だが、樫木の贅沢な料理に朝生家の食器は似つかわしくないと毎回思う。種類も豊富ではない。
(これを口実にするか)
朝生はあることを企んでいた。
言い出すのに緊張を要している。
「なあ樫木」
「どうしました、朝生くん?」
朝生はカタンッと箸を置く。
「今度の日曜、一緒に食器を買いに行かないか?」
「食器ですか?」
「あ、え、えと……だってほら!俺の家、食器少ないだろ?樫木って盛り付けが丁寧だし、色々な食器があった方がいいかな……と」
「私はありがたいのですけど、その、今度の日曜って……クリスマスイブ、ですよね?」
「お、おう」
静寂が走る。
朝生の緊張の要因であり、目的でもある。
食器を買うのはただの口実。
本当は樫木とショッピングモールで過ごす時間を確保したかったのだ。
食器を買いに行くという口実が適切なのかどうかは置いておく。
「樫木は……そういうの、気にするのか?」
「……人並みには」
樫木は目を逸らし、もじもじする。
(ここが正念場だ、朝生陽太童貞十七歳。押せ。ビビるな!)
「あ、いや、あの、えと、い、い、嫌だよな、俺なんかじゃ――」
「嫌じゃないです!」
「え?」
「あ、ごめんなさい、急に声を張り上げてしまって」
張り上げる、というほど大きくはなかったが。
確かな意志がそこには込められていた。
ゆっくりと樫木は言葉を紡ぐ。
「私、朝生くんと、二人で……その、お出かけしたいです……」
「い、い、いいのか……俺で」
「いいんです!あんまりこういうこと、女の子に言わせないでくださると助かります……」
「あ、す、すまん」
(やっぱこういう気持ちを汲んであげられないのが童貞たる所以なんだろうな。
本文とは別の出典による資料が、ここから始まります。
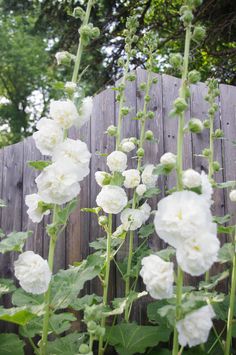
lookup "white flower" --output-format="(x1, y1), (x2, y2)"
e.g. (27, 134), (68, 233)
(229, 190), (236, 202)
(33, 118), (64, 156)
(14, 251), (52, 294)
(136, 184), (147, 196)
(140, 255), (174, 299)
(160, 152), (176, 167)
(121, 208), (144, 231)
(176, 305), (215, 347)
(121, 141), (136, 153)
(201, 171), (213, 205)
(95, 171), (111, 187)
(176, 232), (219, 276)
(141, 164), (158, 188)
(76, 97), (93, 128)
(139, 202), (151, 224)
(107, 151), (127, 172)
(25, 194), (50, 223)
(183, 169), (201, 189)
(96, 185), (127, 214)
(36, 159), (81, 205)
(154, 191), (216, 248)
(52, 138), (91, 181)
(122, 169), (140, 188)
(49, 100), (79, 129)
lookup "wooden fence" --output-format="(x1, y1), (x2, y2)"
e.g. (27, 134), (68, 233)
(0, 69), (236, 321)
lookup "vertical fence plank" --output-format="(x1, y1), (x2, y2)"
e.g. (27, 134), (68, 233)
(220, 84), (236, 223)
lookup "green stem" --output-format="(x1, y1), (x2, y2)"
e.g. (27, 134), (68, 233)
(89, 334), (94, 351)
(98, 213), (112, 355)
(71, 0), (93, 84)
(172, 24), (191, 355)
(225, 227), (236, 355)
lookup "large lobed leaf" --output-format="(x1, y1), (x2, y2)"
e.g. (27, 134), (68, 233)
(0, 231), (32, 254)
(0, 334), (24, 355)
(0, 304), (44, 325)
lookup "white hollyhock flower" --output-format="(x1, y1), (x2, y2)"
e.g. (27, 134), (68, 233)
(160, 152), (176, 167)
(139, 202), (151, 224)
(49, 100), (79, 129)
(183, 169), (201, 189)
(14, 251), (52, 294)
(229, 190), (236, 202)
(25, 194), (50, 223)
(140, 255), (174, 299)
(141, 164), (158, 188)
(33, 118), (64, 156)
(77, 97), (93, 128)
(154, 191), (215, 248)
(121, 208), (144, 231)
(201, 171), (213, 205)
(52, 138), (91, 181)
(96, 185), (127, 214)
(176, 305), (215, 347)
(107, 151), (127, 173)
(176, 232), (219, 276)
(36, 159), (81, 205)
(122, 169), (140, 188)
(121, 140), (136, 153)
(95, 171), (111, 187)
(136, 184), (147, 196)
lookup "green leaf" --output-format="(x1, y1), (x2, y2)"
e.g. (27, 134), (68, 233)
(27, 160), (51, 170)
(89, 237), (122, 251)
(218, 225), (235, 234)
(218, 243), (234, 264)
(213, 214), (231, 224)
(55, 198), (78, 225)
(47, 333), (85, 355)
(143, 187), (160, 198)
(19, 317), (43, 338)
(70, 294), (102, 311)
(105, 323), (171, 355)
(81, 207), (101, 214)
(110, 171), (125, 186)
(157, 305), (176, 326)
(199, 271), (229, 290)
(216, 181), (236, 189)
(153, 164), (173, 176)
(138, 223), (155, 238)
(147, 300), (172, 327)
(49, 313), (76, 335)
(156, 247), (176, 261)
(12, 288), (43, 307)
(0, 231), (32, 253)
(0, 278), (16, 296)
(0, 334), (24, 355)
(0, 304), (44, 325)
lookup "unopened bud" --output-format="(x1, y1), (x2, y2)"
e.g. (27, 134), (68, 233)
(188, 70), (201, 84)
(213, 161), (220, 172)
(106, 125), (117, 136)
(188, 118), (204, 134)
(145, 130), (154, 141)
(214, 129), (224, 138)
(170, 53), (183, 68)
(192, 26), (206, 43)
(98, 216), (108, 226)
(137, 148), (145, 157)
(174, 97), (188, 113)
(203, 119), (210, 128)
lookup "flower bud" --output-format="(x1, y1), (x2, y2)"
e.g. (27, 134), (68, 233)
(192, 26), (206, 43)
(181, 10), (194, 24)
(139, 82), (147, 91)
(188, 70), (201, 84)
(55, 51), (72, 65)
(145, 130), (154, 141)
(229, 190), (236, 202)
(214, 129), (224, 138)
(136, 184), (147, 196)
(131, 49), (137, 56)
(91, 27), (100, 38)
(137, 148), (145, 157)
(121, 141), (136, 153)
(183, 169), (201, 188)
(188, 118), (204, 134)
(121, 107), (130, 116)
(180, 5), (189, 15)
(173, 97), (188, 114)
(152, 77), (158, 84)
(118, 58), (125, 67)
(213, 161), (220, 172)
(202, 148), (210, 157)
(170, 53), (183, 68)
(87, 320), (97, 331)
(72, 7), (85, 20)
(145, 95), (151, 102)
(203, 119), (210, 129)
(129, 137), (138, 144)
(208, 107), (216, 116)
(98, 216), (108, 226)
(160, 152), (177, 168)
(95, 326), (105, 337)
(64, 81), (77, 94)
(127, 73), (136, 81)
(106, 125), (117, 136)
(79, 344), (90, 354)
(147, 111), (155, 119)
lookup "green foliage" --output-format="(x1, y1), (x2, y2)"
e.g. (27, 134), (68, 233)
(138, 223), (155, 238)
(105, 323), (171, 355)
(218, 243), (235, 264)
(46, 333), (86, 355)
(0, 231), (32, 254)
(199, 271), (229, 290)
(0, 334), (24, 355)
(0, 304), (44, 326)
(27, 160), (52, 170)
(49, 313), (77, 335)
(109, 172), (125, 186)
(0, 278), (16, 296)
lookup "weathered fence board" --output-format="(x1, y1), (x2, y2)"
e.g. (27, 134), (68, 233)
(0, 71), (236, 328)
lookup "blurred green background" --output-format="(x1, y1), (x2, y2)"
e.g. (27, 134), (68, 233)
(0, 0), (235, 148)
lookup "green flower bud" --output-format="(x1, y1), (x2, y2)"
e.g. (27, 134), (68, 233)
(118, 58), (125, 67)
(203, 119), (210, 128)
(188, 118), (204, 134)
(213, 161), (220, 172)
(202, 148), (210, 157)
(147, 111), (155, 119)
(170, 53), (183, 68)
(79, 344), (90, 354)
(91, 27), (100, 38)
(106, 125), (117, 136)
(208, 107), (216, 116)
(180, 5), (189, 15)
(137, 111), (144, 119)
(181, 10), (194, 24)
(137, 148), (145, 157)
(87, 320), (97, 331)
(127, 73), (136, 81)
(145, 130), (154, 141)
(145, 95), (151, 102)
(121, 107), (130, 116)
(192, 26), (206, 43)
(98, 216), (108, 226)
(214, 129), (224, 138)
(152, 77), (158, 84)
(173, 97), (188, 113)
(188, 70), (201, 84)
(95, 326), (105, 338)
(72, 7), (85, 20)
(131, 49), (137, 56)
(139, 82), (147, 91)
(212, 103), (218, 111)
(129, 137), (138, 144)
(124, 44), (130, 52)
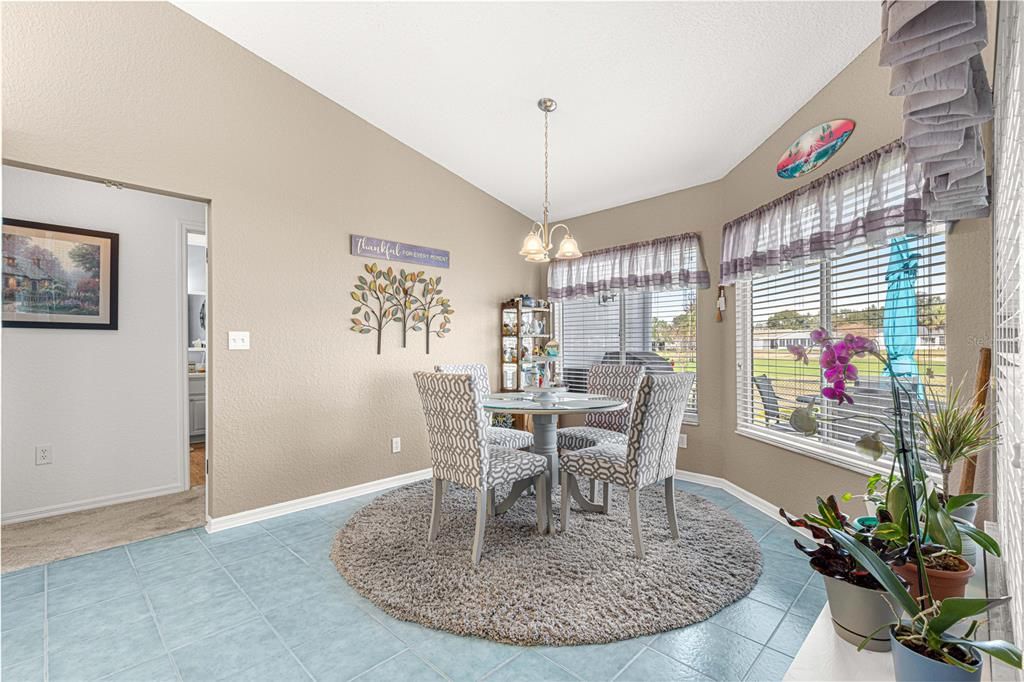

クソッ!もっとシャキッとしろ、俺)
「じゃ、じゃあ今度の日曜日……十一時に現地集合で」
「わかりました。楽しみにしていますね」
樫木は優しくはにかんだ。
それだけでも朝生の心臓はドキリと跳ねる。
実は、今回の誘いで朝生は『暗殺』を企んでいるわけではなかった。
樫木へのただの猶予期間のつもりなのだ。
”最後の晩餐”のようなもの。
今の朝生はあくまでそう考えている。
――――樫木と”デート”がしたかったという本音に朝生はまだ気づいていない。